Alors pour ce commentaire, je vais t’énumérer ce qu’y ne vas pas, et ce qu’y est bon ! Pas par ce que je suis méchant, mais pour t’aider à améliorer tes écrits.

Alors, ce qu’y me dérange :

Une broutille. Dans ta mises en page, les pensées de Rouskoff sont mises entre guillemets et en rouge directement à la suite d’une action du personnage, le même modèle que pour ton parler. Et pour ne pas te mentir, j’ai l’impression de voir Rouskoff, debout au milieu du manoir et exprimer ses pensées à haute voix. C’est un peu ridicule, si tu vois ce que je veux dire… Mais ça n’atteint pas la qualité d’écriture, je suis juste chiant =)

Aussi, il t’arrive d’être un peu maladroit dans tes formulations. Tu peux être plus précis dans quand tu décris quelque chose, pour l’exemple :

Il se dirigea ensuite vers la place des fêtes et s’adossa à un mur en attendant le capitaine et ses gardes.
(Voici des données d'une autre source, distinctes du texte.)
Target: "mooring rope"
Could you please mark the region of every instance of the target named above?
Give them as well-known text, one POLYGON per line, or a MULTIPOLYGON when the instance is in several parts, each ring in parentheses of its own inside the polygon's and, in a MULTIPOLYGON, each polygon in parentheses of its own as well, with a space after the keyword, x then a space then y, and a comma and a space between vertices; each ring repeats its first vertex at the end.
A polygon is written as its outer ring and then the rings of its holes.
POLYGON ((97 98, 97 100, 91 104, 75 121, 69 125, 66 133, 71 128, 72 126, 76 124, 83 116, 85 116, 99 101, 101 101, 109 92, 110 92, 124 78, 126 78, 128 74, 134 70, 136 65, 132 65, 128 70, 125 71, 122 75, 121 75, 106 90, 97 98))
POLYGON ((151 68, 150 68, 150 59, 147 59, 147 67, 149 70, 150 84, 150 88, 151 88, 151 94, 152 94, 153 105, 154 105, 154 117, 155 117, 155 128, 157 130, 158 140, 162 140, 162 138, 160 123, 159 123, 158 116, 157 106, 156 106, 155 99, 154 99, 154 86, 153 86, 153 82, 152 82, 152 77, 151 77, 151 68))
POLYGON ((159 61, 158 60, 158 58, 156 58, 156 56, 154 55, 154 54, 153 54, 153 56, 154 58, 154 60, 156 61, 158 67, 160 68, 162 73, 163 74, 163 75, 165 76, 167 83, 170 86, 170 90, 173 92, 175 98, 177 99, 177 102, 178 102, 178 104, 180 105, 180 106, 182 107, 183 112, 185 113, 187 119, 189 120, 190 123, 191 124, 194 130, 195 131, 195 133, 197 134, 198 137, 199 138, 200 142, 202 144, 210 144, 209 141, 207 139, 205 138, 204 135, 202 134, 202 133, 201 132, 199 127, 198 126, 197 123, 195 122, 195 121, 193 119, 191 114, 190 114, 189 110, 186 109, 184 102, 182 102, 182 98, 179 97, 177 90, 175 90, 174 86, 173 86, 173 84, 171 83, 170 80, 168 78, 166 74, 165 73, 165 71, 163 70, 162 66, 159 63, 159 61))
A peine 55 minutes plus tard le capitaine arriva avec une foule encadré par les gardes. Dès qu’il le vit, il se dirigea vers Rouskof.


Je n’ai aucun problème avec les ellipses, mais… Que fait-il pendant une heure ? Il reste inactif contre son mur ? Il n’a aucune agitation sur la place ? Il ne se questionne pas une fois de plus par rapport à son futur crime ? C’est un petit manque que j’ai ressenti… Mais je te le signal pour que tu puisses affiner ton style,  améliorer tes textes !

Maintenant, ce que j’aime !

On ne va pas le cacher, tu es bourré de bonne idée. Que se sois pour l’introduction, le bourreau dans les cachots ou l’exécution en elle même, tu a des idées fraîches et ses très plaisant à lire. Pour l’exemple, quand tu as coupé sa langue, je n’ai pas compris sur le coup. Mais rétrospectivement, je me suis rappelé de la base du problème, la blasphémassions. C’est fin, très fin je dirais même !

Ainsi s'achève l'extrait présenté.